La explotación de este recurso requiere de varios factores: la existencia de vientos frecuentes e intensos (se puede comenzar a producir energía eléctrica a partir de una velocidad de unos 15 km/h) y grandes espacios alejados de los núcleos de población. Desde este punto de vista, Argentina se destaca por contar con la Patagonia, una de las zonas con mayor potencial eólico del planeta, pero además cuenta con recursos eólicos adecuados en otros sitios específicos de todo el país, como la Puna, la precordillera y la costa atlántica de la provincia de Buenos Aires.
Otro factor importante es la posibilidad de que los distintos parques eólicos puedan conectarse a la red eléctrica, ya que la intermitencia del viento hace que esta fuente sea complementaria de las otras formas de generación eléctrica. En los últimos años, Argentina ha completado su sistema interconectado nacional, lo que brinda la infraestructura necesaria para el desarrollo de la energía eólica.

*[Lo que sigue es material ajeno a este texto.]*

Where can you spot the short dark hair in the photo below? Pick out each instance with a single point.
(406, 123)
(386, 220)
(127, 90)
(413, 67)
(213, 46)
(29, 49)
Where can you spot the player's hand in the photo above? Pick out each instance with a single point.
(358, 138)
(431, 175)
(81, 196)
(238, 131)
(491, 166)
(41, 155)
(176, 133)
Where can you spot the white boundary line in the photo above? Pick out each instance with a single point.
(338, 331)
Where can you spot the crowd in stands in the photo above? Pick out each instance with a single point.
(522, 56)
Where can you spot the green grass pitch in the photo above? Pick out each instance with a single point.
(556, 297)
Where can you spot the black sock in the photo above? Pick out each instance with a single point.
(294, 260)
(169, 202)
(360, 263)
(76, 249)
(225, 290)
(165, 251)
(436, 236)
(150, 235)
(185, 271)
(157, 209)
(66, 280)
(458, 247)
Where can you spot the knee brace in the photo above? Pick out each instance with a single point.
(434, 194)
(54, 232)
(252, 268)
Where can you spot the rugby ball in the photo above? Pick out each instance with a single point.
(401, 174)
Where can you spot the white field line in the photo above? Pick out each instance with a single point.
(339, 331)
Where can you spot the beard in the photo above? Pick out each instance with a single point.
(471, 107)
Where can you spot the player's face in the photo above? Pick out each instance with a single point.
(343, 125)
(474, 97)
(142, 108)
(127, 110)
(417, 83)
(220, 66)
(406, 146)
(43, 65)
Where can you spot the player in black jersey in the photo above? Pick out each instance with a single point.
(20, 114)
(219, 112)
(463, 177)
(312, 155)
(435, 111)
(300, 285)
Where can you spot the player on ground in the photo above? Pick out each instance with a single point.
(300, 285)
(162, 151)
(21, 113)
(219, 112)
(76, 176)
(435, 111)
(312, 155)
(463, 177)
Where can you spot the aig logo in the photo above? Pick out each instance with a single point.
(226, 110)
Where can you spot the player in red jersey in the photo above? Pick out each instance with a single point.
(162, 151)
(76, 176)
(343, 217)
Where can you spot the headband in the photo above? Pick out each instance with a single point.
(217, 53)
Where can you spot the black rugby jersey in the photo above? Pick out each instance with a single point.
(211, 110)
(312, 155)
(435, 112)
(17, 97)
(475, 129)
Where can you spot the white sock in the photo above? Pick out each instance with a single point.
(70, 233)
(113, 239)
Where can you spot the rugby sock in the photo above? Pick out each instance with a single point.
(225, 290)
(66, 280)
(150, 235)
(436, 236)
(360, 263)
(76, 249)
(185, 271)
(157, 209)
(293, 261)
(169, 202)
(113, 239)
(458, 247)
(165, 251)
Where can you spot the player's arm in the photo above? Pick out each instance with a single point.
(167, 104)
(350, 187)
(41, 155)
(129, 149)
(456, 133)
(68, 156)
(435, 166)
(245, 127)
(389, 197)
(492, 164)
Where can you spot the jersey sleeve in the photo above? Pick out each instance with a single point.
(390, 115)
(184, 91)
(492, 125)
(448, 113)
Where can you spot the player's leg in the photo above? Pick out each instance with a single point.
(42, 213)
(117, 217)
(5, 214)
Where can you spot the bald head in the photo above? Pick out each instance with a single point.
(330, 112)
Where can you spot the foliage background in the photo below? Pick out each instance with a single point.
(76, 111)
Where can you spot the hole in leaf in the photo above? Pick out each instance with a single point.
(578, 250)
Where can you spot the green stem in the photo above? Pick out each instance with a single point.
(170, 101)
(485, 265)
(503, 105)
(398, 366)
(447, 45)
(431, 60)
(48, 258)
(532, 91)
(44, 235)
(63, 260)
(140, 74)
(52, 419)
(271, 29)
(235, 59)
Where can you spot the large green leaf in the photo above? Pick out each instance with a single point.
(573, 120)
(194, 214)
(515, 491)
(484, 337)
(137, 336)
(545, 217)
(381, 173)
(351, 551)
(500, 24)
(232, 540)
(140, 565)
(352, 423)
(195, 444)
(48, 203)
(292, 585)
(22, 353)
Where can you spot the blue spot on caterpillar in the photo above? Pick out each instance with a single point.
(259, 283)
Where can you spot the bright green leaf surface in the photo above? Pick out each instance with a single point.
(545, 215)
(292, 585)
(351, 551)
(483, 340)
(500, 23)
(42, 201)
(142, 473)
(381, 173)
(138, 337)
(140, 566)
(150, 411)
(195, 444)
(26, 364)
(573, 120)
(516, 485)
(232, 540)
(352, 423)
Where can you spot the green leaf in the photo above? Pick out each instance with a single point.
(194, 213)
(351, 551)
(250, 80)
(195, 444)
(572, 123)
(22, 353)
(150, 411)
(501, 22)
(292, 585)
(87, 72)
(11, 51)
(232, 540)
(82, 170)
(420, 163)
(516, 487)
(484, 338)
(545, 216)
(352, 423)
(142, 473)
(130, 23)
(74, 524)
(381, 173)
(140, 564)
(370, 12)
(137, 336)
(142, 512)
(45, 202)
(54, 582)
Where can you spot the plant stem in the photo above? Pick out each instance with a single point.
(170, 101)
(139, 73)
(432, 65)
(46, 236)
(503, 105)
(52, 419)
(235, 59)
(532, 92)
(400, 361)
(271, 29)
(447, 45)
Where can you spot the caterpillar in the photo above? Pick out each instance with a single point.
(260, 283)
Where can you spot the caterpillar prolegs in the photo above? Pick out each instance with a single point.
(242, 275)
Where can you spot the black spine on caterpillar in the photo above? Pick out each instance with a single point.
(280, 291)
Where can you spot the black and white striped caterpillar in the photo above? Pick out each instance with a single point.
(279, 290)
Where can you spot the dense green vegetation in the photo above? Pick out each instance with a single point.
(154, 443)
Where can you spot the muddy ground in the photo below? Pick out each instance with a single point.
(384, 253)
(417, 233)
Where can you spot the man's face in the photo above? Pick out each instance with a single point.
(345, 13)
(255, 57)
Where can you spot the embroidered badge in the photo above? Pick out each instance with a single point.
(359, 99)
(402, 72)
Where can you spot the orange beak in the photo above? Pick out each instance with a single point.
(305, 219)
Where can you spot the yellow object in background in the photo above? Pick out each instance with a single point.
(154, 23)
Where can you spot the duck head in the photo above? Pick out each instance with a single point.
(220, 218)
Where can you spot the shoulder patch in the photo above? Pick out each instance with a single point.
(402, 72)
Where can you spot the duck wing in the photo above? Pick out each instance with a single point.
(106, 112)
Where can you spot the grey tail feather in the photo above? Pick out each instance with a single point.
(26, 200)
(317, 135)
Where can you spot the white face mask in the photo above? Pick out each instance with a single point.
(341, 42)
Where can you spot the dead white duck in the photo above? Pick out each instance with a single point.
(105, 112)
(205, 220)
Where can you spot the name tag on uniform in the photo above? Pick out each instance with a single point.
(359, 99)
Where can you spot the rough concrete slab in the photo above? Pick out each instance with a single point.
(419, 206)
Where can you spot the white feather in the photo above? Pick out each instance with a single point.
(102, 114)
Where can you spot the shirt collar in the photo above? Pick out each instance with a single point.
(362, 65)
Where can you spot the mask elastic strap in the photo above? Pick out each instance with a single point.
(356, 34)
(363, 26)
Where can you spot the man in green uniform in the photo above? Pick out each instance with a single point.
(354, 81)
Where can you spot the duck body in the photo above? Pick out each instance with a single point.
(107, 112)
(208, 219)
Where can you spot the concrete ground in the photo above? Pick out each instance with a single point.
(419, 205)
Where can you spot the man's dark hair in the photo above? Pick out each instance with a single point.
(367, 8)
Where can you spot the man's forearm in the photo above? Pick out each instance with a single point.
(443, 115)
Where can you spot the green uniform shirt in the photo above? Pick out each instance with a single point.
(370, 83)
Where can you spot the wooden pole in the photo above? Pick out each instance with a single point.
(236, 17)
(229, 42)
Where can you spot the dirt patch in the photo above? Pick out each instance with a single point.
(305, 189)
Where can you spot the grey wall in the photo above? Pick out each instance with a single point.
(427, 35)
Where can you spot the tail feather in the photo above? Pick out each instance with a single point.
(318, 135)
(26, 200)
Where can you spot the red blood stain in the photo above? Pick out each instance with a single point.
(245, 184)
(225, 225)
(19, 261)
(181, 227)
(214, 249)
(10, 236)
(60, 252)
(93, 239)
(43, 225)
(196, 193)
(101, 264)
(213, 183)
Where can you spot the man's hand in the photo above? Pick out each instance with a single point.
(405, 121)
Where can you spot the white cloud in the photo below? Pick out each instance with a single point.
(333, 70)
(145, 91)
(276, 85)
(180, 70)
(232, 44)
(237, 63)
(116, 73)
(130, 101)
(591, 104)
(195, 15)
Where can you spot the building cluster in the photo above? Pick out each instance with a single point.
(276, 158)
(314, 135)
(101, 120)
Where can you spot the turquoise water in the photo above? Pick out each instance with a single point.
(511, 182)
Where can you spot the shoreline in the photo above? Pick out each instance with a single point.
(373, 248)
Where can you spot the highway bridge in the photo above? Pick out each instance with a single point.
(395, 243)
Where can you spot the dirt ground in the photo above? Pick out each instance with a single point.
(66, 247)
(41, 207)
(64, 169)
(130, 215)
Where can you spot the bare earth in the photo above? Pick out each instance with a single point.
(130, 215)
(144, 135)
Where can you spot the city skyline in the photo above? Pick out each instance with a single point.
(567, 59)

El potencial eólico del país es muy grande y si bien aún sus aportes son escasos, La Ley Nacional 26.190 establece un Régimen de Fomento Nacional para el uso de fuentes renovables de energía destinada a la producción de energía eléctrica. Para el año 2020, las proyecciones indican que se podrían alcanzar los 1.000 MW eólicos de capacidad instalada para la generación eléctrica.
Este recurso energético es renovable, en el sentido que no se agota por su uso, y es compatible con otros usos del terreno, como la ganadería y la agricultura. Además, es de libre acceso y abundante en muchas zonas del planeta. Sin embargo, tiene también desventajas como su intermitencia y aleatoriedad, ya que los vientos no son constantes ni cien por ciento predecibles, lo que implica problemas en el control del flujo de energía disponible.
Otra limitación que presenta la energía eólica es que la energía eléctrica producida no es almacenable, se debe utilizar de manera directa o de lo contrario se pierde. Por otro lado, también genera algunos impactos ambientales, ya que el ruido que provocan las turbinas produce contaminación acústica, los parques eólicos modifican el paisaje y pueden ser peligrosos para la fauna aérea.